Any pics? Bloodlines?


----------



## clementegal (May 23, 2013)

Anyway here he is-- http://www.oldesouth.citymax.com/catalog/item/3033880/5754520.htm he is the white one. Here is his dam-- http://www.oldesouth.citymax.com/articles/article/7539906/149743.htm and his sire-- http://www.oldesouth.citymax.com/nigerianbucks.html the very first pic.


----------



## clementegal (May 23, 2013)

So this guy has a B* & an S* and is line bred on his dam who is 
SGCH/ARMCH, 3*M AR, 4*D +DLT 
ADGA Elite Doe
2014 LA 89 VEVE 
2013 AGS Top 10 for Butter Fat
And here is her DHIR milk tests:


----------



## clementegal (May 23, 2013)

Here are different pics of him courtesy of Oldesouth Farm...


----------



## COgoatLover25 (Dec 23, 2013)

He himself looks good, very dairy. I'm not too crazy about his dam's tiny teats though. Any picture of sire's dam? Does he have any full sisters you can get pics of?


----------



## clementegal (May 23, 2013)

His sites dam is his dam -- he is line bred on her. If that makes sense...


----------



## COgoatLover25 (Dec 23, 2013)

If it were me...I would keep looking and/or put a reservation on a buckling for next year. Also, if you see a buck you like on a breeders website but he's not for sale, it's always worth it to contact the breeder and ask them that if they ever considered selling him if they would keep you in mind. If you're going to spend that much money I figure you might as well get something that you know you'll want years down the road.


----------



## Little-Bits-N-Pieces (Apr 7, 2013)

Not to bash hard or anything, but it's an instant no for me. Look at his front feet, he's rolled back onto his heels, very coarse blending throughout, steep rump, downhill topline, long pasturns, just a no for me. Keep looking


----------



## clementegal (May 23, 2013)

Little-Bits-N-Pieces said:


> Not to bash hard or anything, but it's an instant no for me. Look at his front feet, he's rolled back onto his heels, very coarse blending throughout, steep rump, downhill topline, long pasturns, just a no for me. Keep looking


I considered this however it looks like for this breeder the kids are kind of ugly ducklings and once they freshen they turn into swans. Plus with kids they are constantly going through awkward growth spurts. For his hooves maybe he needs a trim or he does actually have bad pasterns.


----------



## clementegal (May 23, 2013)

I'll look at some other goats and post them on here! Thank you for all the inputs so far keep them coming!


----------



## lottsagoats1 (Apr 12, 2014)

I am buying a fantastic, proven ND buck....udders to die for in his daughters, dam and sisters. Show quality, plus blue eyes....and am paying 1/2 what you are paying.
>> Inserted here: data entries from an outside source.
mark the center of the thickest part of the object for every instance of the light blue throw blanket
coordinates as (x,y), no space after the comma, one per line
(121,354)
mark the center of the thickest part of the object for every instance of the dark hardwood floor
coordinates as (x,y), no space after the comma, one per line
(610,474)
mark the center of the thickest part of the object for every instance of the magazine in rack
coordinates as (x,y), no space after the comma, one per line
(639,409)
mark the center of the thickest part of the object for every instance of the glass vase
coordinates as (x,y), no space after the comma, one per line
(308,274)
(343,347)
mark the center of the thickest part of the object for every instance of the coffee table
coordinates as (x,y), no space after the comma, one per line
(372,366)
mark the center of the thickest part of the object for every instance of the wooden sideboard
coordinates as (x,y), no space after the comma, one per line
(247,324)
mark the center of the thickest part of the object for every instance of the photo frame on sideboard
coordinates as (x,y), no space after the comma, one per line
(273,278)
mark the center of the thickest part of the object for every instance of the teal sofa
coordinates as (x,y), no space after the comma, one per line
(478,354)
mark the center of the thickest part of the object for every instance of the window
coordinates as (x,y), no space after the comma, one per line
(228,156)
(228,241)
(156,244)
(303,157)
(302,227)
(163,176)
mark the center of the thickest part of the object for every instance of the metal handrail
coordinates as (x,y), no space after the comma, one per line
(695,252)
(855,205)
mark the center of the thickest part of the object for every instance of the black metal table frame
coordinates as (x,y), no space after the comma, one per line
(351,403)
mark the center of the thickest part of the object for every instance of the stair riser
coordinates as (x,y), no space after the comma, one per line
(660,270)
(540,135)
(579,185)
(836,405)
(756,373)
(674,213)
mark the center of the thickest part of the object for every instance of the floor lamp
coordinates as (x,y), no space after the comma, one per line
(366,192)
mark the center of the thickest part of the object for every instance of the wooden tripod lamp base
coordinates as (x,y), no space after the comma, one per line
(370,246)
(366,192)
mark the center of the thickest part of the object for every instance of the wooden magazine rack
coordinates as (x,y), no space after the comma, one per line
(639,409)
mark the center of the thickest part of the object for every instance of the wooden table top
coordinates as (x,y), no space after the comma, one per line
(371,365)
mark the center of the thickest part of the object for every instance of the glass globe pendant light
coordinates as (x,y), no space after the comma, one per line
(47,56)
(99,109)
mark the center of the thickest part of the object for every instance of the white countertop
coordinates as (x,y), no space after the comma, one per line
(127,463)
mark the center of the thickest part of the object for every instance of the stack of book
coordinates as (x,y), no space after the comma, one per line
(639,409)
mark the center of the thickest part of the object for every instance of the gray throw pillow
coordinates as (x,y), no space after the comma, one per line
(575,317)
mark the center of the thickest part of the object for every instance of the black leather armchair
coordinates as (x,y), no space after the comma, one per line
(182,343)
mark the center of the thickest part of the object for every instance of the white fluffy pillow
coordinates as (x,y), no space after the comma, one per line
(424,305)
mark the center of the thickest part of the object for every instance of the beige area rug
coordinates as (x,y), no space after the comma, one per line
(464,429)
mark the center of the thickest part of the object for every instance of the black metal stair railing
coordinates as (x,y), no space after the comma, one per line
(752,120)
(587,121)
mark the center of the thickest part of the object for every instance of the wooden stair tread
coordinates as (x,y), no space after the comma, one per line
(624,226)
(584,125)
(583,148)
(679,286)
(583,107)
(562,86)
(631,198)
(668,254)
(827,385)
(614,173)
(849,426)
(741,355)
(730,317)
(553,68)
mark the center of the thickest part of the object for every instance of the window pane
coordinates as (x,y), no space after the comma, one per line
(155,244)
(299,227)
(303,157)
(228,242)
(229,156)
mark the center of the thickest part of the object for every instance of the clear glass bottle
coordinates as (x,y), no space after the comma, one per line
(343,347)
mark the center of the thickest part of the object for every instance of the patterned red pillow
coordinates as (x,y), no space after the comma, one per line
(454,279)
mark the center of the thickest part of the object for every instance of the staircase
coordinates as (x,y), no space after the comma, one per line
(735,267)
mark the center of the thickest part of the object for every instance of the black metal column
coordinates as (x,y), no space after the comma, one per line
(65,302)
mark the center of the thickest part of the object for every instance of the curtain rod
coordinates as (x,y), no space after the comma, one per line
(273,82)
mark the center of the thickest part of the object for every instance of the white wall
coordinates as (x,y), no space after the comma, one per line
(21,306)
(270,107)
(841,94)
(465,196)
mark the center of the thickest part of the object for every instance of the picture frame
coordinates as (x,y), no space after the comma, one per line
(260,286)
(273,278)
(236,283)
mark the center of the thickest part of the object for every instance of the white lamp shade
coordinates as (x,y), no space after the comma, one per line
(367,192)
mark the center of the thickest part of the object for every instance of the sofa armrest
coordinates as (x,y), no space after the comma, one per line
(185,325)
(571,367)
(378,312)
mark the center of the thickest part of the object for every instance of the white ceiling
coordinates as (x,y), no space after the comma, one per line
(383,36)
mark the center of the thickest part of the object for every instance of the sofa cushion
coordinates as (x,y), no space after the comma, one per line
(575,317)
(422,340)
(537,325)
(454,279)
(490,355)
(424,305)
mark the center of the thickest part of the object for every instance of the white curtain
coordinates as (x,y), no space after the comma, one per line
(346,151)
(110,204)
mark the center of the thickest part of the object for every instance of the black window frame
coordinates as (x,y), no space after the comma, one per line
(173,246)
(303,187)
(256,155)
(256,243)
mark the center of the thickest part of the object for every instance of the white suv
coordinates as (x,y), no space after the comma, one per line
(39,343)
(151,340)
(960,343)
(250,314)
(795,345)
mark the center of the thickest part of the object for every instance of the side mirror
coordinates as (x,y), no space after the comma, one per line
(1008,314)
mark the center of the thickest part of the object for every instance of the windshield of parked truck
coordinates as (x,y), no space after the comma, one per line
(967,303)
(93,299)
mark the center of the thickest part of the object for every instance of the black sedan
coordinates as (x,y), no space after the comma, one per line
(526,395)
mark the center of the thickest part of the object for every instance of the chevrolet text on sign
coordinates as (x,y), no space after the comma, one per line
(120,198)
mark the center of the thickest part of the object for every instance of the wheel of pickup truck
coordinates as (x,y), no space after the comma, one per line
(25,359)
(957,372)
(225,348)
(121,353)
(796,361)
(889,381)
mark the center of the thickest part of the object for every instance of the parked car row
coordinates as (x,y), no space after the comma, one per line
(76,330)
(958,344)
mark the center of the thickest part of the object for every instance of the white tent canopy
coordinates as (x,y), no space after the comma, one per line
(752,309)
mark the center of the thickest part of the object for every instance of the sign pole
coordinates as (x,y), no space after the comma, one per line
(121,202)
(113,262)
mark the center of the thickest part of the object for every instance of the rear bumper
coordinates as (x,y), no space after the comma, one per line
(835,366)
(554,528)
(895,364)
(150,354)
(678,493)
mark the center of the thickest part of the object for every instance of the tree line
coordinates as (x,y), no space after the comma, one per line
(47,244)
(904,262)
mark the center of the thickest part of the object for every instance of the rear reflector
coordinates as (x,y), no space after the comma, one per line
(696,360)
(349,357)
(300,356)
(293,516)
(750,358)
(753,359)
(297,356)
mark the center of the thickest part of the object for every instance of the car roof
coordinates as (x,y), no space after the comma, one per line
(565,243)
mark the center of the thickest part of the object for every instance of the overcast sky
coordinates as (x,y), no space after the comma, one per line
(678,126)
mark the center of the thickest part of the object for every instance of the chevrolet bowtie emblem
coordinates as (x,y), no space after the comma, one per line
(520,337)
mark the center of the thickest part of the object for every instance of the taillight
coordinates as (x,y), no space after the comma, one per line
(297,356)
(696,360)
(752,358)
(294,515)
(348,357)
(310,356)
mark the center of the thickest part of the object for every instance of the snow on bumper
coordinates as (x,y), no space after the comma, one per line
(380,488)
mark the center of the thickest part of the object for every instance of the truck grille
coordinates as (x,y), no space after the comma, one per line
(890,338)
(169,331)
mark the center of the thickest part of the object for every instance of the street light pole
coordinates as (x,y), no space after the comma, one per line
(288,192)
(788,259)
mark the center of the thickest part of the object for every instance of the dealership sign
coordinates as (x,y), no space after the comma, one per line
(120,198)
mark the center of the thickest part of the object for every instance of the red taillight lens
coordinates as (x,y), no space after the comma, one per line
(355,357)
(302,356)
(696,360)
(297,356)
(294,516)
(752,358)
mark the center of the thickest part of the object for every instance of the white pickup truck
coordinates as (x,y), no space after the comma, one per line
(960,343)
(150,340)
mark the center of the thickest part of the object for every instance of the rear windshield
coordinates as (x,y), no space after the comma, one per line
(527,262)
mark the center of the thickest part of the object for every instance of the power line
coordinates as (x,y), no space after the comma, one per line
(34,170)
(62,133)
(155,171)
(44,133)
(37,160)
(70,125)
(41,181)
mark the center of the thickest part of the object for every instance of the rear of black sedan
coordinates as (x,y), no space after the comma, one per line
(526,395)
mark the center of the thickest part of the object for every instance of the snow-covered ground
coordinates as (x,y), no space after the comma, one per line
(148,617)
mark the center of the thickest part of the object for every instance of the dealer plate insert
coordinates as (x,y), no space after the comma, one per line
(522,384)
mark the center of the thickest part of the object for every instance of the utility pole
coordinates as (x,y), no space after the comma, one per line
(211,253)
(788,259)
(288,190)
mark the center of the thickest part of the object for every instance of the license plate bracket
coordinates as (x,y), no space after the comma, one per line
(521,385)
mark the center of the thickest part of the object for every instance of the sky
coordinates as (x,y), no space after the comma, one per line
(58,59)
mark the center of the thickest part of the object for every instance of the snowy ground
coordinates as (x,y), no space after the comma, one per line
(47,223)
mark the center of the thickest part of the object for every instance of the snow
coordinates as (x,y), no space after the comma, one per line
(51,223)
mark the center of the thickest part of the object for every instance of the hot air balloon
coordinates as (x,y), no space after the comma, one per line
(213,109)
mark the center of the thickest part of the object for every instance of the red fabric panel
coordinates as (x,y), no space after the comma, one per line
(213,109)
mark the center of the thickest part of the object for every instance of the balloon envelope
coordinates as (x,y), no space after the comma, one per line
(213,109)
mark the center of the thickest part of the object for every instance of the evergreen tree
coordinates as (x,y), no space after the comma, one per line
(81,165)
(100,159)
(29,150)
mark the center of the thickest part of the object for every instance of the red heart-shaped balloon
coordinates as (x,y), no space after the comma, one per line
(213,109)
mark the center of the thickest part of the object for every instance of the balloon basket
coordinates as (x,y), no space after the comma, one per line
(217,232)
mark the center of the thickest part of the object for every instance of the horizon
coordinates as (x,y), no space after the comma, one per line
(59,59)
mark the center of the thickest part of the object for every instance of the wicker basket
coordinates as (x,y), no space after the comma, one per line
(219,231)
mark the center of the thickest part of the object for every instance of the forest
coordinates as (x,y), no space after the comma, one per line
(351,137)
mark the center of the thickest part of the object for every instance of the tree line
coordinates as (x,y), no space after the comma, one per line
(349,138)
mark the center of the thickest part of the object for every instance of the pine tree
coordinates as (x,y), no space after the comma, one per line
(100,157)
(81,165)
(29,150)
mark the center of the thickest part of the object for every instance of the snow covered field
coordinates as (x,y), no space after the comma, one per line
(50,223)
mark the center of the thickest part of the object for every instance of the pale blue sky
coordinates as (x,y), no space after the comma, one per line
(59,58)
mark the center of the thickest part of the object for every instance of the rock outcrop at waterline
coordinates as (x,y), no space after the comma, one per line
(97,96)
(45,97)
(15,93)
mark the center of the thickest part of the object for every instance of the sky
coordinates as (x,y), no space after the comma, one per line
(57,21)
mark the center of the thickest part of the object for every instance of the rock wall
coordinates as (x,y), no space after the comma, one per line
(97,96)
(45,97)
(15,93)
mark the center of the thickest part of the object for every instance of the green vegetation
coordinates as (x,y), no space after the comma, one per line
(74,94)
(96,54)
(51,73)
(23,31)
I would keep looking too, there may be better buck prospects at a more reasonable price.


----------



## clementegal (May 23, 2013)

Ok thank you I will try to find some others!


----------



## clementegal (May 23, 2013)

Cedar view farm: 

I have weaned bucklings for sale out of GCH Little Tots Estate Cassia (LA score 92), SG LIttle Tots Estate Syeira (LA score 91), and SGCH Cedar View Isabella (LA score 90). 
There are a few others as well. You can see photos of them on: cedarviewsales.webs.com.
Thank you for your interest in Cedar View Farm goats. Our Does and Bucks can be seen on: cedarview.webs.com. We can talk about details and current photos if you see something you like.

I will post pics once I look at the goats.


----------



## clementegal (May 23, 2013)

First bucklings:





















Dam : Cassia E 92 GCH 3*M














Sire: Fabrizo 







Sites Dam: Dianah Belle SGCH E91 2*M








__
Sensitive content, not recommended for those under 18
Show Content








See more info on dam and sires dam here:
http://cedarview.m.webs.com/site/mo...28&fw_sig_locale=en-US&fb_sig_network=fw#3121


----------



## clementegal (May 23, 2013)

They are asking $750


----------



## COgoatLover25 (Dec 23, 2013)

Not a fan of Little Tots Estate , I would pass


----------



## clementegal (May 23, 2013)

Next two:














Dam: Isabella SGCH 4*M CH after only 2 shows!!! VEEE 90





















Sire: Josephus







Sires Dam: Syeria SG 4*M E 91


----------



## clementegal (May 23, 2013)

COgoatLover25 said:


> Not a fan of Little Tots Estate , I would pass


Reasons? Not all are tots estate.


----------



## COgoatLover25 (Dec 23, 2013)

All the does you just posted don't have good teat placement nor size. Their top lines are not the best, I see some short rumps and some that are not too steep but could certainly be more level. What the buck's dam looks like is most likely what he will produce on his daughters. Some people really do LTE breeding, I just don't like the style of their goats.


----------



## clementegal (May 23, 2013)

Bucks four:




























Dam: Syeria SG 4*M E91 breeder said: Her last lactation produced over 1000# of milk, 75# buterfat, and 47# protein. 














Sire: J Nels Cappuccino







Sires Dam: Dimples CH VVEV 88


----------



## COgoatLover25 (Dec 23, 2013)

clementegal said:


> Bucks four:
> View attachment 96797
> 
> View attachment 96798
> ...


Nice sire on this one! Dams not too bad either, can you ask for better udder shots?


----------



## clementegal (May 23, 2013)

Sure I'll ask now! What you said makes sense. Don't worry though I emailed a bunch of people so there should be more options coming


----------



## clementegal (May 23, 2013)

Of these two one will be available:














Dam: fortunata SG 3*M ffLA: VVVV86 (late prego & freshened day before other two LA's so she didn't participate)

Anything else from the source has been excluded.